Seriously, why am I holding onto things and people that are making me sad? 

7. I’m sitting on a goldmine!

OK, slight exaggeration. But seriously, most of these 500 things are going through my eBay store, and most of the things that do are bringing in some extra money, which is always nice. It’s nothing to make a living off, but it’s enough to be able to afford basic things in life, like my medication, emergency dental visits, taking the edge off unexpected bills, mobility aids etc. I’ve been without a real phone for over a year now, so some of that money is going to go towards that. And it’s really nice to think of people being happy with things that used to bring me joy, or the things that I enjoyed getting rid of. And I also get the satisfaction of feeling productive when I get new things posted on there, and out of my spare room, and out of my house.

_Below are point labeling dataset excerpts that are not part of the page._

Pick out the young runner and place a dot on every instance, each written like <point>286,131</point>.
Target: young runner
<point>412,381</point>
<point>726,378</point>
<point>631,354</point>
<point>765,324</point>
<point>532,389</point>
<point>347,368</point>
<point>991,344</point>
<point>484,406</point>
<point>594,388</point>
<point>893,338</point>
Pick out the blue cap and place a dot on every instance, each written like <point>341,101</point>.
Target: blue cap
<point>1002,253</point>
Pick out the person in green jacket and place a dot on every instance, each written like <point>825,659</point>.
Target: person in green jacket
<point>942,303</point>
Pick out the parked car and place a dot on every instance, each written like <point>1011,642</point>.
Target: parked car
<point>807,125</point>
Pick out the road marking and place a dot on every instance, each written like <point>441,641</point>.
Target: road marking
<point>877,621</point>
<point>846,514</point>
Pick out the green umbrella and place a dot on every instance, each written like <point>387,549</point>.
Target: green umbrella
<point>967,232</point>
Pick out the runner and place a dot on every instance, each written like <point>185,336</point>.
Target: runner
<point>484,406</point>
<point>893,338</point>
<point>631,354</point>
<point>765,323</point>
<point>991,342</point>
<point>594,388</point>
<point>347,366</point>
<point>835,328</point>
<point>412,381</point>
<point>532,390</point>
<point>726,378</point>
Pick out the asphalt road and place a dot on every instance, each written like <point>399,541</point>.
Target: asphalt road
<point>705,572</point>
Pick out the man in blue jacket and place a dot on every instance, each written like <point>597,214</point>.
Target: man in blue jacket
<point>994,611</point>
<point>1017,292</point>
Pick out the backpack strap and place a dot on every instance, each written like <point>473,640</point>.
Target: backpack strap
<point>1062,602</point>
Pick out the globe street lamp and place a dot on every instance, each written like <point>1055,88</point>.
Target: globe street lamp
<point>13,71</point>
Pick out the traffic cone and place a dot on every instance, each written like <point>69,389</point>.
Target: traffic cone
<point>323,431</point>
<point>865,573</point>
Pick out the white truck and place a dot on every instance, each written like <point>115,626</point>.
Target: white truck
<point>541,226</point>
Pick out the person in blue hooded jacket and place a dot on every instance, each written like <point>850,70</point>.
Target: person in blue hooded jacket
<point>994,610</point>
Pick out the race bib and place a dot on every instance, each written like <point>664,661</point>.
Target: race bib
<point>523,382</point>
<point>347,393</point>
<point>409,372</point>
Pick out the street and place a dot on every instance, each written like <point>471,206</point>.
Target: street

8. I don’t actually miss any of it.

Out of the more than 500 things I got rid of, only ONE thing has made it back, and I’m wearing it now (and not just to say, “see, I used it! I can keep it!”). One of the biggest dogmas in the minimalism world is, “Don’t hold on to the clutter, just get it out of your house as soon as possible.” The idea behind it is that when you keep things in your house (i.e., in the spare room like I have), things will have a tendency to make their way back, and you’re still cluttering up a space in your home. You haven’t finished decluttering unless it’s actually gone. However, there are only a certain number of listings you can have on eBay for free each month, and as a student, money is always tight. Nothing is coming back into this room unless I’m taking photos of it to sell, or showing to someone who I’m gifting it to.

I have 500 things sat in a room not 20 metres from me, and I don’t miss any of it. I didn’t need any of it, and it was just weighing me down. Knowing this helps me to not bring anything else into my space unless I need it, love it, AND have a place for it to go. The one in, one out rule helps with that one, too.